How I entered and lost my first Kaggle competition.

Link to Kaggle competition

We entered this competition as a project for the Machine Learning course at our university. Our personnal goal was to learn about the process of building a Machine Learning model and obviously win the competition.

In this document, we will describe how we build our model and what was our mindset to learn more about Machine Learning.

1. Data Collection

The data is available on the kaggle competition page but I decided to try the Kaggle API to get the data directly from the commandline.

!kaggle competitions download -c epf-montpellier-2022
!unzip epf-montpellier-2022.zip
!rm epf-montpellier-2022.zip

Once the data is downloaded, we load the train and test file into a pandas dataframe.

data_train = pd.read_csv("train.csv")
data_train.head()

2. Data Preprocessing

In this section, we try to understand the dataset and do the wrangling.

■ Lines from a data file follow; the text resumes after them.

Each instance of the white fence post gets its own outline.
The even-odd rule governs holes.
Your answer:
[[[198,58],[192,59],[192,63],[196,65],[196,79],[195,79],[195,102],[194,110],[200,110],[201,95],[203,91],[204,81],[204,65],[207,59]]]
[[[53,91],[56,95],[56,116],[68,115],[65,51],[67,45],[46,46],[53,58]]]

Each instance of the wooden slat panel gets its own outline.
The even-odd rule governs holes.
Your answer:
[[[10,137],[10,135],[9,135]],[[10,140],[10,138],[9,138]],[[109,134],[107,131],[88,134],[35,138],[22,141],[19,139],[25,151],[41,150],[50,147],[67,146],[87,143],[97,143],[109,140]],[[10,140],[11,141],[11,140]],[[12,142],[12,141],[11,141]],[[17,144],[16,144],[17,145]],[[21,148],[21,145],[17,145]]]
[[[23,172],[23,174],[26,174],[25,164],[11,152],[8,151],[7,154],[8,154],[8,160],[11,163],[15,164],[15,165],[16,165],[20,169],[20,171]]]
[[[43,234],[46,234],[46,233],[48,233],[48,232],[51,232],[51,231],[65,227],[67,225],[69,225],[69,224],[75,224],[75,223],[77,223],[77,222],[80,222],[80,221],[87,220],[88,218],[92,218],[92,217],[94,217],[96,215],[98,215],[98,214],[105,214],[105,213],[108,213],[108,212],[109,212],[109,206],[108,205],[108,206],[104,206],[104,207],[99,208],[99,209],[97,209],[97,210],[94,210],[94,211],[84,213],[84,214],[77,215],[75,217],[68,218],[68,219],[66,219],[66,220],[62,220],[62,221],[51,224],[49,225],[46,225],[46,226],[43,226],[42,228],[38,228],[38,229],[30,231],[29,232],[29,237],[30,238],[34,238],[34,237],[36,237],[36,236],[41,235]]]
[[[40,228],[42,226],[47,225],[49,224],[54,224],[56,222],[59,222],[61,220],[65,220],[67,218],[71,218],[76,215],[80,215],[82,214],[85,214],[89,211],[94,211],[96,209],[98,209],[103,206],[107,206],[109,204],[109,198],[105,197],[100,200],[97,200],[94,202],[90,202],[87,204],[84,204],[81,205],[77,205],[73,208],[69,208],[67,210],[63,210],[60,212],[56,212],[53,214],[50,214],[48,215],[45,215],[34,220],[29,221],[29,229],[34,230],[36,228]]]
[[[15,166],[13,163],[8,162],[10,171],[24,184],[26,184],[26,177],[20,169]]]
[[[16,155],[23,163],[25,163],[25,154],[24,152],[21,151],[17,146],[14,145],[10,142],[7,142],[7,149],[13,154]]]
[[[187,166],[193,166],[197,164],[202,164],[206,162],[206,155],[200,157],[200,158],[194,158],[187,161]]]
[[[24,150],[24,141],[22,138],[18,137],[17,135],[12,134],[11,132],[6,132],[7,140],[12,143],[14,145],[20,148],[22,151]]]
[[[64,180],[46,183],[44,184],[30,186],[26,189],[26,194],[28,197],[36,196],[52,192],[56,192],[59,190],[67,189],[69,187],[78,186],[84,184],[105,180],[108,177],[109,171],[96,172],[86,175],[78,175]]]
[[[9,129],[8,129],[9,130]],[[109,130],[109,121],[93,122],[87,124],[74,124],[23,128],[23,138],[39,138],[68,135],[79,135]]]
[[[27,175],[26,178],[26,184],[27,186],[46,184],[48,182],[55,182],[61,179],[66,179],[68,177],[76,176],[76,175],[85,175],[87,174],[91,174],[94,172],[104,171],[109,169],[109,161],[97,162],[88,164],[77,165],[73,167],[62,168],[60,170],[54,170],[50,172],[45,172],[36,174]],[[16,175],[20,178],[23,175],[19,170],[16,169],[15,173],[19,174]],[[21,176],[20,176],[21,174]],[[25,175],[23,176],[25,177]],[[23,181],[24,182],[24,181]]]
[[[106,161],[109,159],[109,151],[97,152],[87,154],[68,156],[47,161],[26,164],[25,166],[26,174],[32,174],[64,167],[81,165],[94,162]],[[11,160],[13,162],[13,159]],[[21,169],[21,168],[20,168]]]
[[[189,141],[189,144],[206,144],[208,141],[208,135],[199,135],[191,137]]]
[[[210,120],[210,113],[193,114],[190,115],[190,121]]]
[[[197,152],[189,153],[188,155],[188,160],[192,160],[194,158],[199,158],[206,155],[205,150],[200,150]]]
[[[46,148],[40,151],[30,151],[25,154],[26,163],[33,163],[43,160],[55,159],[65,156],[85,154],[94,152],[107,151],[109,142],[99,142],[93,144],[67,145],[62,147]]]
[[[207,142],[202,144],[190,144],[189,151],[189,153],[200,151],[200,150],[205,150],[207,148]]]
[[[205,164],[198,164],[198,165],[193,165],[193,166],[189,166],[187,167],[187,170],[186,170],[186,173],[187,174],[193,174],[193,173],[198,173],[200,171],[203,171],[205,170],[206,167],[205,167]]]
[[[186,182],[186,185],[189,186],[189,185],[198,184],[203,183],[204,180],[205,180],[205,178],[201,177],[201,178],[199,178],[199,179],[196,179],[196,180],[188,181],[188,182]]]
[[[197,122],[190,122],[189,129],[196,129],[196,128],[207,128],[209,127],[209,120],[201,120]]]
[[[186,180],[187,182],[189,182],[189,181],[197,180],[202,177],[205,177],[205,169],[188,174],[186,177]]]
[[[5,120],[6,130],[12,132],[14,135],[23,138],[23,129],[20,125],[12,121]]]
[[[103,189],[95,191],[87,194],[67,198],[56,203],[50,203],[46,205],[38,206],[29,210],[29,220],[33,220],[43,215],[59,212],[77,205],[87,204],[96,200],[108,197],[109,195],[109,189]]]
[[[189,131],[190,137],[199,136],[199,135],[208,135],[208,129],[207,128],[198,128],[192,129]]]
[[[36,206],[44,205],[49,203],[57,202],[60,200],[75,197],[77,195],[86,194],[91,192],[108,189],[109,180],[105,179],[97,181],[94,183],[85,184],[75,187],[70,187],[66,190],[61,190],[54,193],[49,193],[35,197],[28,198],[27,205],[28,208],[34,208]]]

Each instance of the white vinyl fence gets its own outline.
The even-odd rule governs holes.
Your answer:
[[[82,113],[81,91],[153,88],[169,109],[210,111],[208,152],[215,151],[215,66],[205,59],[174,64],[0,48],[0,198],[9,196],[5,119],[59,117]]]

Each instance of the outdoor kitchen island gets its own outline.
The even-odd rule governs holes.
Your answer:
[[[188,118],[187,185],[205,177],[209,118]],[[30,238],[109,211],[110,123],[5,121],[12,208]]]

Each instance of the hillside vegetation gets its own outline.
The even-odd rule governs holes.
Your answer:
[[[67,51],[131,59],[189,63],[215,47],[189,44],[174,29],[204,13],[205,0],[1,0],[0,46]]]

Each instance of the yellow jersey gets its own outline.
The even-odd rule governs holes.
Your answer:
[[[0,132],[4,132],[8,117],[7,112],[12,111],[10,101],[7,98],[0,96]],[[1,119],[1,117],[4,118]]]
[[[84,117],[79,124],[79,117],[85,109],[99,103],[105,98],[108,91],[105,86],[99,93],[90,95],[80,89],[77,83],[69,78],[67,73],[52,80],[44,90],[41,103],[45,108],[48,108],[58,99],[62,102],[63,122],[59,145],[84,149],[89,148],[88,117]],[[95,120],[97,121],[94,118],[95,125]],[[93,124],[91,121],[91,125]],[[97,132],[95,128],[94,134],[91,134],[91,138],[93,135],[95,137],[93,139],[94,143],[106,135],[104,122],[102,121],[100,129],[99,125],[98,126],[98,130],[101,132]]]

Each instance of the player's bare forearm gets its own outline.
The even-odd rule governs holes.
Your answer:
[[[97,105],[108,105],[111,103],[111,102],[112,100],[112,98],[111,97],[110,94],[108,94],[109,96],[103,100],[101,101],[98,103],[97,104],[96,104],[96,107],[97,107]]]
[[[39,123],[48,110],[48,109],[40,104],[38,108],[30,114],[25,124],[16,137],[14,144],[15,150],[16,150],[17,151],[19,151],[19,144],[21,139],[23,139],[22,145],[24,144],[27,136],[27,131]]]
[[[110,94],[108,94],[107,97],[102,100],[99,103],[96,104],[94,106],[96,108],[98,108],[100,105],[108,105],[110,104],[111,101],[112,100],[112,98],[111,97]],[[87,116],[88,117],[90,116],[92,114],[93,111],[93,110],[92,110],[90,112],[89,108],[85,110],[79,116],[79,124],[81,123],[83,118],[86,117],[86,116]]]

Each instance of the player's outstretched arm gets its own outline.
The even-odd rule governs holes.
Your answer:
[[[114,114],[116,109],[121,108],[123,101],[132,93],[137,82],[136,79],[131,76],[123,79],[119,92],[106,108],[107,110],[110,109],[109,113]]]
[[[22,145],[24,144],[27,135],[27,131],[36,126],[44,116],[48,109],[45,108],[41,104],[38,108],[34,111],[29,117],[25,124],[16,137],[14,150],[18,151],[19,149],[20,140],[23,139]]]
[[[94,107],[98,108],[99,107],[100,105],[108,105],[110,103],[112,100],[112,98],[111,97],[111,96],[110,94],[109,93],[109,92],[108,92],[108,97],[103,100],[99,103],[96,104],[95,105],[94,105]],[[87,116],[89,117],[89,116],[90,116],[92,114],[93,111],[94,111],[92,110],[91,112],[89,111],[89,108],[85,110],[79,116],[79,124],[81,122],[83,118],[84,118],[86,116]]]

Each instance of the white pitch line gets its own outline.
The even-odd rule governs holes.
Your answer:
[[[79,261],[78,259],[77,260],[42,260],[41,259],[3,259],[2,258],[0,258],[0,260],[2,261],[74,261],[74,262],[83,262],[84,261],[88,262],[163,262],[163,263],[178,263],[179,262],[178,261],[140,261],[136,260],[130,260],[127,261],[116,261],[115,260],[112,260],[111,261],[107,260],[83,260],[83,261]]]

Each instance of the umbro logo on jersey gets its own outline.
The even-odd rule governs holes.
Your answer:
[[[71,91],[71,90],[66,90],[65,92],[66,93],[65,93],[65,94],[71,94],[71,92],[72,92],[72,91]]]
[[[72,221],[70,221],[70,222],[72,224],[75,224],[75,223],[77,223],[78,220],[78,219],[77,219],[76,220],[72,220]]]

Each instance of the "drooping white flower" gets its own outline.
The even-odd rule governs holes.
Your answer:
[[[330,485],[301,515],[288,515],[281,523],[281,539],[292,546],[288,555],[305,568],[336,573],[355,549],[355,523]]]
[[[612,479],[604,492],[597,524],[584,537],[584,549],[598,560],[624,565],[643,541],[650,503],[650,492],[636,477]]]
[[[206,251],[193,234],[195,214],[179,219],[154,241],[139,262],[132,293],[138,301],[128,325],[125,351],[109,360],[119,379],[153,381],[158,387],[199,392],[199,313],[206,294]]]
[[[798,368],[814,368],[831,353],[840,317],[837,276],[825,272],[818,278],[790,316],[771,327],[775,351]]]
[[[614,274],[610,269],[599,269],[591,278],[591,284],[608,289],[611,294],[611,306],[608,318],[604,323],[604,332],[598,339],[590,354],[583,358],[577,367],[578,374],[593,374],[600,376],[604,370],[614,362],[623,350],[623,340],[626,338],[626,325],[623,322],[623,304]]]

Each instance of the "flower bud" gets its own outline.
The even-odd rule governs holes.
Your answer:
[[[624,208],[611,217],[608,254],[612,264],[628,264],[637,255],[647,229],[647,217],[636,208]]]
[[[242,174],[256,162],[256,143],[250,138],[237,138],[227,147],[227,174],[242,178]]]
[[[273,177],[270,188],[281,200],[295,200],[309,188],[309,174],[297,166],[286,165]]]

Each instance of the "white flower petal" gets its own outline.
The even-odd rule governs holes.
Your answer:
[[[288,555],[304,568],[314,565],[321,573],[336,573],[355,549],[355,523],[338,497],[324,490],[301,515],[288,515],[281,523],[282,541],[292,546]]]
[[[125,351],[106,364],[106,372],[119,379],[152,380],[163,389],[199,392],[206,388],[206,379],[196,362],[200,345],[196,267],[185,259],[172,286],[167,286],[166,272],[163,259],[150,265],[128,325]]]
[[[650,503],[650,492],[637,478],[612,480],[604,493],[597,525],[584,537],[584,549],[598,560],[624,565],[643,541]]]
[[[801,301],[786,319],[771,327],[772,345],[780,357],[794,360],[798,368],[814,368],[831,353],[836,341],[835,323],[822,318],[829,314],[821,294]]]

We have many variables explained on competition data page.

DataSet

Data fields

auctionId - a random anonymous id unique to a given auction
timeStamp - the timestamp (in seconds) of the start of the auction
placementId - the id of a zone in the web page where the ad would be displayed
websiteId - the id of the corresponding website
refererDeepThree - the URL of the page where the ad would be displayed, truncated at its 3rd level and anonymized
country - the id of the user's country
operatingSystem - the user's operating system
browser - the user's browser
browserVersion - the user's browser version
device - the user's device type
environmentType - the type of the webpage environment
integrationType - the id of the webpage integration type
articleSafenessCategorization - the categorization of the content of the article

Target variable

isSold - a boolean variable defining wether the auction led to a sale or not

Data exploration

We can see that the data is balanced. Also the data is either True or False. This means that later, we will use a classification model.

Data Wrangling

We prepared the data by removing the columns that we don't need (ie. auctionId). Then we took care of the column that needed to such as timeStamp. We checked how others treated this value.

After implementing a baseline model (we will talk about modeling later), we had to do feature engineering. So we created new features by concatenating different columns.

We made sure that these steps was written with function to make it easier to understand and easer to feature engineering with different models. We tried to write docstring for anyone who want to use our model or imitating production type model.

def concatFeaturesToTarget(df, featuresToConcat, target):
    """ Concatenate features to the target column.
        
        Args:
            df (pandas dataFrame): dataframe to concatenate features to the target column
            featuresToConcat (list): list of features to concatenate
            target (str): name of the target column

        Returns:
            df (pandas dataFrame): dataframe with the features concatenated to the target column
    """
    
    concatDf = pd.DataFrame()
    for feature in featuresToConcat:
        concatDf[feature+"X"+target] = df[target].str.cat(df[feature].astype(str),sep=",")
    return concatDf

After that, we applied the different functions to our dataset.

3. Modeling

A lot of classmate was using Random Forest. Also, we used a lot Random Forest in practical work at school. So we wanted to explore new models. Our Machine Learning teacher advices us to check XGBoost and LightGBM because they were famous for winning Kaggle competitions.

First we split our data into train and test.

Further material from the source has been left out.